Selon le Sunday Times, trois d’entre eux auraient accepté d’être rémunérés 100.000 euros par an pour déposer des amendements. Diana Wallis, vice-présidente du Parlement, a immédiatement annoncé la mise en place d’une enquête sur le fondement des éléments communiqués par le journal.

Ernst Strasser, ancien ministre de l’intérieur autrichien conservateur, a du démissionner le jour même de l’ensemble de ses mandats à la demande du président de son parti national, Joseph Proell, qui a décrit son comportement comme « inacceptable » et a jugé ses explications non convaincantes au regard des précisions apportées par l’enquête des journalistes.

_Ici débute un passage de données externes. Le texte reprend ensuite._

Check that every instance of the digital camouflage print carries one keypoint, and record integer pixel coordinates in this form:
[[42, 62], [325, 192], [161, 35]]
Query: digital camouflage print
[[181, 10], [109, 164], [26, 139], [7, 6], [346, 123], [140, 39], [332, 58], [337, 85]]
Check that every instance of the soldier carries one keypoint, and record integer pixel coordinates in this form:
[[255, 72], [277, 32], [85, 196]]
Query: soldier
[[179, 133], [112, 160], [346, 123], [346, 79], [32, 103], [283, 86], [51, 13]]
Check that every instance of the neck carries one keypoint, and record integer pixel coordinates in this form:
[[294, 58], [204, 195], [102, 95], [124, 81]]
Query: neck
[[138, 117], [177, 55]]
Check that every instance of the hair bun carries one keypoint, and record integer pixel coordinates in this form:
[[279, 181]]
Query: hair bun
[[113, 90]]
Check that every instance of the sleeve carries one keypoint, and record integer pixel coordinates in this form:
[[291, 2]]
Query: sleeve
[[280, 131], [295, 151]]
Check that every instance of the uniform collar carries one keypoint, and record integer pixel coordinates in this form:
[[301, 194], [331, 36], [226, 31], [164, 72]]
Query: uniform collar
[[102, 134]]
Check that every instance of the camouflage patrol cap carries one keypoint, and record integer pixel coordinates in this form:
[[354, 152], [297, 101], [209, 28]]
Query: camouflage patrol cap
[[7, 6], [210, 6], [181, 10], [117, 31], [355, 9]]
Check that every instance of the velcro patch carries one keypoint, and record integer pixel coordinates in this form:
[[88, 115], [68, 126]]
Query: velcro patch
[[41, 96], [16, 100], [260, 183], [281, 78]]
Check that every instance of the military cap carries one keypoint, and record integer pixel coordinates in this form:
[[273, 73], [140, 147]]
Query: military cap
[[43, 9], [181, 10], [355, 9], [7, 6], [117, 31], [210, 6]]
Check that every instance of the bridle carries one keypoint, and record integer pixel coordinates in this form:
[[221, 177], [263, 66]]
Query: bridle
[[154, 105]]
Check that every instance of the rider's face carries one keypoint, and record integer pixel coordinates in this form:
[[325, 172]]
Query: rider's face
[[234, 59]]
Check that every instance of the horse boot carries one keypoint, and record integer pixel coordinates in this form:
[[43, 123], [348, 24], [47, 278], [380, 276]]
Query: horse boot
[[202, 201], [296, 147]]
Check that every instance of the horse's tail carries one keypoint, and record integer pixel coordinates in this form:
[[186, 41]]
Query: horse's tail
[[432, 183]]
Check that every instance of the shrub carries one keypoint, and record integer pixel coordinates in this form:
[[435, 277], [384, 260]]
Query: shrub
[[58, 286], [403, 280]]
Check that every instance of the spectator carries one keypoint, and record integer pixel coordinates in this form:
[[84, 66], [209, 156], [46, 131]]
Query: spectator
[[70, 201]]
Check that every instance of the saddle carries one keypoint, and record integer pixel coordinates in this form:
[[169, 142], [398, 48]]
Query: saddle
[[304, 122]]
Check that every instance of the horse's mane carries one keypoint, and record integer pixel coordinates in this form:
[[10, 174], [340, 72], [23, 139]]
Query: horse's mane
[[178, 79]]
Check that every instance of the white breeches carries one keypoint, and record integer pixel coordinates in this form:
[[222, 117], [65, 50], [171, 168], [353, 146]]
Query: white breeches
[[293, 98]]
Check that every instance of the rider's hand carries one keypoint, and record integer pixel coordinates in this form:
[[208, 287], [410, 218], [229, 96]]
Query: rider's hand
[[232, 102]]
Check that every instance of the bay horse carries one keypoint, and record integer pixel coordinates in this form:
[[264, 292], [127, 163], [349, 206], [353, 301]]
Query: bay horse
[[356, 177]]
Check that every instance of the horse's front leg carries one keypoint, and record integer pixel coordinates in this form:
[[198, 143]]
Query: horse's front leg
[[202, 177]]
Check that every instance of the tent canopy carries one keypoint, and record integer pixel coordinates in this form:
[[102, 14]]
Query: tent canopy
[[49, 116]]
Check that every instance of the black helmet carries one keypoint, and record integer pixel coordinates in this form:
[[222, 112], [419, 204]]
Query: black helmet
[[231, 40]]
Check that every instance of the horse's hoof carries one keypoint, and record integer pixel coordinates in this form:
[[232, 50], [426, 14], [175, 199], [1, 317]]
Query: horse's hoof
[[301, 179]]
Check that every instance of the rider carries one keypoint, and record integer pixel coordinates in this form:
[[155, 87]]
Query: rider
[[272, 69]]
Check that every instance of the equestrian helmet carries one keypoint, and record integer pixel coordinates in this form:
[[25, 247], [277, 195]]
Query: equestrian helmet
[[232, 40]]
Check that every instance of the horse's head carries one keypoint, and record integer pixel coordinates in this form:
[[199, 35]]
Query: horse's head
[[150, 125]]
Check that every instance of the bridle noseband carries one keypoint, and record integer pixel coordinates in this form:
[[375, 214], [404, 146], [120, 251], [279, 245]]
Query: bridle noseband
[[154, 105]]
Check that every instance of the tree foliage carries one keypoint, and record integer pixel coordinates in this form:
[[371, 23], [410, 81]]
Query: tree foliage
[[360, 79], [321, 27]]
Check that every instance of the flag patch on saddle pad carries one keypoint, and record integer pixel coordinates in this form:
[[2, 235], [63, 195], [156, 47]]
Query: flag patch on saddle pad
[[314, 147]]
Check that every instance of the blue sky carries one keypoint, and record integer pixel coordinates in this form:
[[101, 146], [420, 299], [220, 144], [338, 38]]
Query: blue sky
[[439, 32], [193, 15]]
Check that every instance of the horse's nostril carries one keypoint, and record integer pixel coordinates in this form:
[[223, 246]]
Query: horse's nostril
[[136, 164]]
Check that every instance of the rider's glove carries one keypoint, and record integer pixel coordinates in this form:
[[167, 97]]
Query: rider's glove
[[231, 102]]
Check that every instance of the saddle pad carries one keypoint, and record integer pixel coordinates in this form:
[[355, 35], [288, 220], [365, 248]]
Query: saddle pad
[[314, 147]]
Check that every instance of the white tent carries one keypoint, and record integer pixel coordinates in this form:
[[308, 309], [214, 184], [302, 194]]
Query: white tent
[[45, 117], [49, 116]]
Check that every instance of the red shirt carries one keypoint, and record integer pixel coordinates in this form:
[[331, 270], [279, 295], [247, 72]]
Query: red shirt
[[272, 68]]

Les deux autres députés concernés, qui appartiennent au groupe socialiste et démocrate, nient les accusations portées à leur encontre.

Zoran Thaler, ancien ministre des affaires étrangères de Slovénie, accuse à son tour le journal de vouloir salir l’activité du Parlement européen. Il indique -comme Strasser – avoir voulu obtenir des preuves de la tentative de corruption par les lobbyistes prétendus avant de contacter la police. Il assure qu’il n’aurait jamais accepté l’argent, face aux affirmations du Sunday Times selon lesquelles il aurait effectivement soutenu des compromis parlementaires et demandé que le paiement se fasse via une société anglaise, afin qu’il puisse ne pas le déclarer au Parlement.

Adrian Severin, ancien vice-premier ministre de Roumanie, estime n’avoir rien fait d’anormal ou d’illégal. Il demande qu’une enquête ait lieu à l’encontre du Sunday Times pour le laver de ces accusations et sanctionner les journalistes (ne fut-ce que pour avoir pénétré au Parlement sous une fausse identité), rappelant que les parlementaires ont le droit de travailler comme consultants politiques tant qu’ils ne révèlent pas d’informations confidentielles. Le journal indique pour sa part disposer d’un email d’Adrian Severin annonçant le dépôt de l’amendement souhaité ainsi que d’une facture de 12.000 euros qu’il aurait émise pour « services de consultant ».

Le président du groupe SD, Martin Schulz, a annoncé des entretiens avec les deux parlementaires de son groupe, considérant les allégations comme « extrêmement sérieuses », même s’il rappelle qu’un article de journal ne vaut pas condamnation judiciaire. Il se dit effaré des sommes en jeu et déclare qu’un tel travail de consultant est, pour lui, « incompatible avec les valeurs du groupe des socialistes et démocrates ».

Au-delà de la vérification des accusations portées par le Sunday Times, cette affaire pose selon nous deux questions.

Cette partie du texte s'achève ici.